Deems TAYLOR (1885-1966)Naxos American Classics on Musicweb International
Through the Looking Glass, Op 12 (1919-21) [31:28]
Charles Tomlinson GRIFFES (1884-1920)
Poem for Flute and Orchestra (1919) [10:34]
The White Peacock (1917) [6:11]
The Pleasure Dome of Kubla Khan (1912, orch. 1919) [10:51]
Three Tone Pictures (1912, orch. 1919) [8:21]
Bacchanale (1913, orch. 1919) [4:15]
Scott Goff (flute)
Seattle Symphony/Gerard Schwarz
rec. 20 March 1990 (Poem, Pictures), 29-30 May 1990 (remainder)
NAXOS 8.559724 [71:39]
This CD handily couples two American composers who deserve more attention: Charles Tomlinson Griffes, a fascinating impressionist whose death at age 36 silenced one of the nation’s most original and interesting voices, and Deems Taylor, a younger man who for decades successfully kept the romantic spirit alive.

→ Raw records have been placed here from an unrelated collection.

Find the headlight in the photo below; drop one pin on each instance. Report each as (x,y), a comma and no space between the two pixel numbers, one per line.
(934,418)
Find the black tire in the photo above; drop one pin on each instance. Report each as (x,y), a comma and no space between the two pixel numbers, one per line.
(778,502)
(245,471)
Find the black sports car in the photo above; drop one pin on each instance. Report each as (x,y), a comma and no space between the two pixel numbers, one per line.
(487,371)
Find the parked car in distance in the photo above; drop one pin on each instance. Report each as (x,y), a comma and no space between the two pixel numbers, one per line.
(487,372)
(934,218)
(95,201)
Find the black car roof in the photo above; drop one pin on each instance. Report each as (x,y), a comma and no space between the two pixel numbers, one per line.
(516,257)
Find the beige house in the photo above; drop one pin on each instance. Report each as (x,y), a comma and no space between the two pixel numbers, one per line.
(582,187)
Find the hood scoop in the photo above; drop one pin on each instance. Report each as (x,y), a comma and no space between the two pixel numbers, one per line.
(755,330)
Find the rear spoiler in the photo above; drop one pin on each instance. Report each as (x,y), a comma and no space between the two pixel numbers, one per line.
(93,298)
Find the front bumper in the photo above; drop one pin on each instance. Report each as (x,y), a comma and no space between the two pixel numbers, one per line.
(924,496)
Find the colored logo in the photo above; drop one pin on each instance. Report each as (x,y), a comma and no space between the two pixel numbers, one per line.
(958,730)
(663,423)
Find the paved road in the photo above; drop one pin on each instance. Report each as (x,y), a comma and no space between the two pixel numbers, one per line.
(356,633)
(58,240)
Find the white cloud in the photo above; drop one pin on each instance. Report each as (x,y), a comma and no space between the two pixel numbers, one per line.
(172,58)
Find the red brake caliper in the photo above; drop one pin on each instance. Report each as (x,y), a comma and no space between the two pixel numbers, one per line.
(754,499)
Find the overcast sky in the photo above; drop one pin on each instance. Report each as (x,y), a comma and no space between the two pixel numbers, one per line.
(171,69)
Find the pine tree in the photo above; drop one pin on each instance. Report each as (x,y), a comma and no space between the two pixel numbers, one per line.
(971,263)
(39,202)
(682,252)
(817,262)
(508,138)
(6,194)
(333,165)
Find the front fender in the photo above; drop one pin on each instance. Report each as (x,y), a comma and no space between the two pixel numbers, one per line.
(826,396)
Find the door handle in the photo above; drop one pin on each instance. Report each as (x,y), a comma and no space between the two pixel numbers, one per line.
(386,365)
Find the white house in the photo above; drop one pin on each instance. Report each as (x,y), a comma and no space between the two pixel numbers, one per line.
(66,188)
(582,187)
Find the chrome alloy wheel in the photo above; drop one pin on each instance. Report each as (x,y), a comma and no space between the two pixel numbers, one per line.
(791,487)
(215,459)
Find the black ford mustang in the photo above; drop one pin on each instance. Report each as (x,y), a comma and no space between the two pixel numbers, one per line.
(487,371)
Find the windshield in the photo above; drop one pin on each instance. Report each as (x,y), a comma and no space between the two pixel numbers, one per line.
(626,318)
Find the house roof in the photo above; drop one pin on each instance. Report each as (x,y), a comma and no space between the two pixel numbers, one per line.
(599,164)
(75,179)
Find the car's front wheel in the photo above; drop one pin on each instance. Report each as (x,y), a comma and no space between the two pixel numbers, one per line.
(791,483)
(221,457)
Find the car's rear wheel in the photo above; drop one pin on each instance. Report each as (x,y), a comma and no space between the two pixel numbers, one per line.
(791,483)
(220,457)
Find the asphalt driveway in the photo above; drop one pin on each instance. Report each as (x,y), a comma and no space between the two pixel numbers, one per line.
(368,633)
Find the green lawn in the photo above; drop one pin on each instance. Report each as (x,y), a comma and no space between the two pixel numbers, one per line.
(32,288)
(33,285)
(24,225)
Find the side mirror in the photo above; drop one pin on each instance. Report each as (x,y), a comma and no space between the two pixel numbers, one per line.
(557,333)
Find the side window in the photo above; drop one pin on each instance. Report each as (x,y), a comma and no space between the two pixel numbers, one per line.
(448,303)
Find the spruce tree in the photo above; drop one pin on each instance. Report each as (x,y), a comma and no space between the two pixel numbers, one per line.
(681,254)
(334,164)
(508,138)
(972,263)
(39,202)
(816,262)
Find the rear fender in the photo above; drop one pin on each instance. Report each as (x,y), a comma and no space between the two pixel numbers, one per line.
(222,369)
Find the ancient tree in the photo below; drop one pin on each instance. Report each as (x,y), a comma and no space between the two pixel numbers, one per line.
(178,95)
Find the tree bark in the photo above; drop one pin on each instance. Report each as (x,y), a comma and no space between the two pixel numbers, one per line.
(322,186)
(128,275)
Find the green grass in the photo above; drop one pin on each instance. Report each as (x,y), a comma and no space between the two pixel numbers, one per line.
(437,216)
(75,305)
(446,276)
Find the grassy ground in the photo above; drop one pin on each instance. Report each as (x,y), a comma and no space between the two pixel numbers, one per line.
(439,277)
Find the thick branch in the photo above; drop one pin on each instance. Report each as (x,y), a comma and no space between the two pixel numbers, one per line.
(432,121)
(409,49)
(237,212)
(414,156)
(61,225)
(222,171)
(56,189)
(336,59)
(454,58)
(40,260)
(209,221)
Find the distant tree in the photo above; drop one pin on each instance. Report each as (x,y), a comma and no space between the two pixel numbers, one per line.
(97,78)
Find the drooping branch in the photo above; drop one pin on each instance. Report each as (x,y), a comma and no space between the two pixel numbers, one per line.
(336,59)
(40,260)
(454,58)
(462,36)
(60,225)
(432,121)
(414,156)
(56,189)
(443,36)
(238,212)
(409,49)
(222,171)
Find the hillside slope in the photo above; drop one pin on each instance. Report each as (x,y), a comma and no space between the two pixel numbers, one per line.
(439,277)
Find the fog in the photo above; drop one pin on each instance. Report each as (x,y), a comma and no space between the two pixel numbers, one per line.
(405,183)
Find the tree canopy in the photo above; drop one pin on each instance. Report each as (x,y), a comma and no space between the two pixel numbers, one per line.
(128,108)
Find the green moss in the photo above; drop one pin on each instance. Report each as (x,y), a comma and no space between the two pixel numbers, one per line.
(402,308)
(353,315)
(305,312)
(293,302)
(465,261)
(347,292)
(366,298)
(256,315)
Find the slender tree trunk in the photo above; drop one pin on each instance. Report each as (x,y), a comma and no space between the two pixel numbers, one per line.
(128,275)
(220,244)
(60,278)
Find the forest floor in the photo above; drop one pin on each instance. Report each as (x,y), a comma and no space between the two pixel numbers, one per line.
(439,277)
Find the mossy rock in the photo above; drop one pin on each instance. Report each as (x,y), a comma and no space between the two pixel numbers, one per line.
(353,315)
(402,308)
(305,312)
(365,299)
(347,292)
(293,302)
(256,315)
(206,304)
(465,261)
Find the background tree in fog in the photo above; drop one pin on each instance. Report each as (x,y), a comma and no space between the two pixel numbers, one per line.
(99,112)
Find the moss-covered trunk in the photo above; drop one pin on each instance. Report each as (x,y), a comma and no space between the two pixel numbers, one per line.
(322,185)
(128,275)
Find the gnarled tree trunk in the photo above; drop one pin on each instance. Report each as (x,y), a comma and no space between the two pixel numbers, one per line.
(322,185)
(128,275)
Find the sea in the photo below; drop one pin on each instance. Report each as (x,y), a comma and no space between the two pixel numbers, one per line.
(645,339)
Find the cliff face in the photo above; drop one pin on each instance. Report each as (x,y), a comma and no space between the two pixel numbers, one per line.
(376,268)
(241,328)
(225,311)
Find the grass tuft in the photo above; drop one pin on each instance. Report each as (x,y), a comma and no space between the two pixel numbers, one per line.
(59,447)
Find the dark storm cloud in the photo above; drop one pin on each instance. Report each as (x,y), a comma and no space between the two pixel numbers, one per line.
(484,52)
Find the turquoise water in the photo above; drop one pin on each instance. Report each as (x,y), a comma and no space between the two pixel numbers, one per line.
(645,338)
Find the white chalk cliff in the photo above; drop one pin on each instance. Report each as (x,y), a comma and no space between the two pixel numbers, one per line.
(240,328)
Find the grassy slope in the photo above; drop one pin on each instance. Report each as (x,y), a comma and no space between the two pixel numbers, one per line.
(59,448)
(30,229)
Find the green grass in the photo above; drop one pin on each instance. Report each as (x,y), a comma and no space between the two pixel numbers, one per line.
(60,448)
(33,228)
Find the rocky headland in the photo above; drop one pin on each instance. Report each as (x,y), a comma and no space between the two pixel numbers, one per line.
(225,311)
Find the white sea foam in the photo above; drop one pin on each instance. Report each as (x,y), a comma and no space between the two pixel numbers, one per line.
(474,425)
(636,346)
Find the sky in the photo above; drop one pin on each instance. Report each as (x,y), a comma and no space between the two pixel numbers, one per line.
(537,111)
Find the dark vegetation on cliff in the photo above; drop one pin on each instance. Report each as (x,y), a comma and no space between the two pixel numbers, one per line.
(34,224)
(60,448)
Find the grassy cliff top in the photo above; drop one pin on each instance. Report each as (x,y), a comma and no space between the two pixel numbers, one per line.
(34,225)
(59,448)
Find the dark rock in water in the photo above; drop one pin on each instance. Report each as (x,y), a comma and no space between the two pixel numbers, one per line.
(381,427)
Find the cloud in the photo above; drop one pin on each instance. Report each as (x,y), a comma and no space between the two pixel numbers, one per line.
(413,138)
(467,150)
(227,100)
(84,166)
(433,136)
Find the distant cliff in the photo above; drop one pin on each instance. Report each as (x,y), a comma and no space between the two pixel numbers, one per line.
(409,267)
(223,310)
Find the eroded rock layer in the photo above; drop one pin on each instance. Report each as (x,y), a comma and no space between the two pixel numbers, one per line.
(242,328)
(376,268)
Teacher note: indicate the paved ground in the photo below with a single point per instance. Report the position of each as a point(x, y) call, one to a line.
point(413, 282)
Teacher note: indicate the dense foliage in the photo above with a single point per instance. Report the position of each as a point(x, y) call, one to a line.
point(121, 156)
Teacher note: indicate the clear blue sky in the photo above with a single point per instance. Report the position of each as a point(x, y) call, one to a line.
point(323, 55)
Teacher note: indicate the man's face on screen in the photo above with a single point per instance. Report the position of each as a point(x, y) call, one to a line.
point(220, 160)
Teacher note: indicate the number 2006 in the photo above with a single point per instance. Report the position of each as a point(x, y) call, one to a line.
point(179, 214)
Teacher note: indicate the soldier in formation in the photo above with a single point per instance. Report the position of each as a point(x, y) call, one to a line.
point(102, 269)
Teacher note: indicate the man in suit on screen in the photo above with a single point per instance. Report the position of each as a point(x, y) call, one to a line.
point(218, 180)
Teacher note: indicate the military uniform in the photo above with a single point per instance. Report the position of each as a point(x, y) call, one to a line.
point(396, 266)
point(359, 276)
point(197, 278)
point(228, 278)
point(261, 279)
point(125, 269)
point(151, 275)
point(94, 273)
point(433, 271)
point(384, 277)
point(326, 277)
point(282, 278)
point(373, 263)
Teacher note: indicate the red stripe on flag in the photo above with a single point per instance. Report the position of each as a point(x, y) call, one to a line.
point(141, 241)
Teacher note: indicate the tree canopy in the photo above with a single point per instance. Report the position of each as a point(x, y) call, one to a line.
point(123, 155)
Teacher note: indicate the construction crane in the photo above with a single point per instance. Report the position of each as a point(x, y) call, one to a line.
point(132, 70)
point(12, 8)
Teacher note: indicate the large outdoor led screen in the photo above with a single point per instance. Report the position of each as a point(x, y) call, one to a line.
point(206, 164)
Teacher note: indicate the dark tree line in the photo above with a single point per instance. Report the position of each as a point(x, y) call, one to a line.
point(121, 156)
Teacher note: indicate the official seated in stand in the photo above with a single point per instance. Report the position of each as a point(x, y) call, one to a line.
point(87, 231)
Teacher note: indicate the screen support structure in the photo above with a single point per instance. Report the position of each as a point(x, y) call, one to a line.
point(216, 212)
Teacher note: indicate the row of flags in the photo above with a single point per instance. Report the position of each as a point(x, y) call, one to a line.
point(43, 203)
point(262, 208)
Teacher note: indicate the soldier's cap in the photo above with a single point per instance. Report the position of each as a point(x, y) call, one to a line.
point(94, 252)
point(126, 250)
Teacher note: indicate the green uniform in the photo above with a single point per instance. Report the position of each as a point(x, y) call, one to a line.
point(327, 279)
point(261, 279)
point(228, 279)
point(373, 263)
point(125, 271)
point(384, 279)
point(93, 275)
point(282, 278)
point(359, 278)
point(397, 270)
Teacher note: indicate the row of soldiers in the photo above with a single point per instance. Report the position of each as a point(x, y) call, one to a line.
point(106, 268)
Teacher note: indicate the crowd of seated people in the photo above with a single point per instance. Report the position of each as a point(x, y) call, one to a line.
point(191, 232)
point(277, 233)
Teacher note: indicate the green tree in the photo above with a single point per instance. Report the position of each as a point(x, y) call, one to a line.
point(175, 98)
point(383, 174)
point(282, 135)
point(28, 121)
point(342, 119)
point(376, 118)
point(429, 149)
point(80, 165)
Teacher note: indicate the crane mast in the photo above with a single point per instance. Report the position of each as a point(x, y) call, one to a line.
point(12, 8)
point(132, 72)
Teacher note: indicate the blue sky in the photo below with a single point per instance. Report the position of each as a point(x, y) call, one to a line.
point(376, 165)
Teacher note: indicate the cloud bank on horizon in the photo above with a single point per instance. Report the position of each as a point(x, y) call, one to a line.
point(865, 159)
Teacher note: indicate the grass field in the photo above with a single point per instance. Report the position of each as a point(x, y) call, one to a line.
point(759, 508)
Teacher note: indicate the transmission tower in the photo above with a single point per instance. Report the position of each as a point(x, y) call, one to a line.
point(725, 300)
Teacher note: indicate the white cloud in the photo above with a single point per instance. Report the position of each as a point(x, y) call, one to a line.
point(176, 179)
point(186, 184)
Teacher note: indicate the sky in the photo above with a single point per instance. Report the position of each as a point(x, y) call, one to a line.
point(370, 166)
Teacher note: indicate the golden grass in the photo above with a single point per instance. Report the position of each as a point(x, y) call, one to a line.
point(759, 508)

It’s a valuable addition to any library of American music, especially for the Griffes.
Deems Taylor comes first on the program, with his half-hour suite Through the Looking Glass. It’s based on Alice stories and it sounds a little bit like Ravel’s Mother Goose but without any of the pathos or hidden threat. There’s bubbly good cheer throughout, as in the Mendelssohn-meets-Disney scherzo “The Garden of Live Flowers”, although this is undercut by the rather enigmatic ending of the piece, a fade to black which ends the section dedicated to the White Knight. Taking up one-third of the running time is a lone disappointment, “Jabberwocky”, although I might just be sad because of my expectations. I expected a play on the nature of the poem itself, a work where all the words sound familiar and right even though they’re all complete nonsense. Wouldn’t it be interesting to hear a musical attempt at that, where all the notes seem to make sense even though they’re gibberish? Please refrain from writing in to tell me who your least favorite composer is. Instead we get a literal depiction of the Jabberwocky beast galumphing and getting struck down by the vorpal blade.
The CD’s second half is another story. Charles Tomlinson Griffes began his studies with the late German romantics but became fascinated by the twin threads of impressionism and exoticism; he especially loved Scriabin. This collection brings his nearly-complete orchestral music - there’s also an overture and a handful of dances - and it’s all superb. The Poem for Flute and Orchestra, if it had Debussy’s name at the top, would be played everywhere by everybody, so wonderful is its writing for the soloist and so enchanting are its melodies. The White Peacock showcases the composer’s superb way with the orchestra, celesta and muted strings engage in dialogue with the flutes and oboes before a sudden swell of the violins portends Griffes’ glorious attempt to write the most luxurious, radiant music he possibly can. The work’s second half is pure magic.
This clears the way for his masterpiece: The Pleasure Dome of Kubla Khan. Of the Americans, only Ives was anything like this good at orchestration, as the piece sounds simply utterly amazing, from its foreboding beginning through swells and waves of hallucinatory rapture. The climax arrives when it’s least expected, but goodness is it breathtaking in its explosive sweep. It would most certainly make a good pairing with The Firebird, La mer, or The Poem of Ecstasy. The three Tone-Pictures are rather slight-sounding in comparison, although they are quite effective descriptions of their subjects (especially the “Lake at Evening”). The CD ends with a Bacchanale, which sounds very oriental and includes yet more delicious orchestral writing. The trombone chorales, violent tubas and ecstatic percussion don’t at all betray the fact that this started off as a piano piece.
Griffes didn’t have time to really make his name as a great master, but what he left behind can be extraordinary. I’d say you need the piano music - Stephen Beus has a good selection on Harmonia Mundi, and the complete works appear on two aging Naxos discs - and also suggests at least an MP3 investigation of the other Naxos orchestral CD, which adds “Clouds” and three songs with soprano. As for this disc, Scott Goff’s flute solo work in the Poem is extraordinary - no wonder he was with the orchestra for 42 years! - and Gerard Schwarz really understands the sensual, impressionistic idiom of the music. The sound from 1990 has aged well, though as always it’s worth pointing out that the Seattle Symphony has since moved to a hall with yet finer acoustics, so don’t expect the sonic opulence of the new Rimsky-Korsakov CDs.
A great introduction to Griffes’ exotic impressionism, one of the greatest of American sound-worlds. The Taylor is non-essential but fun.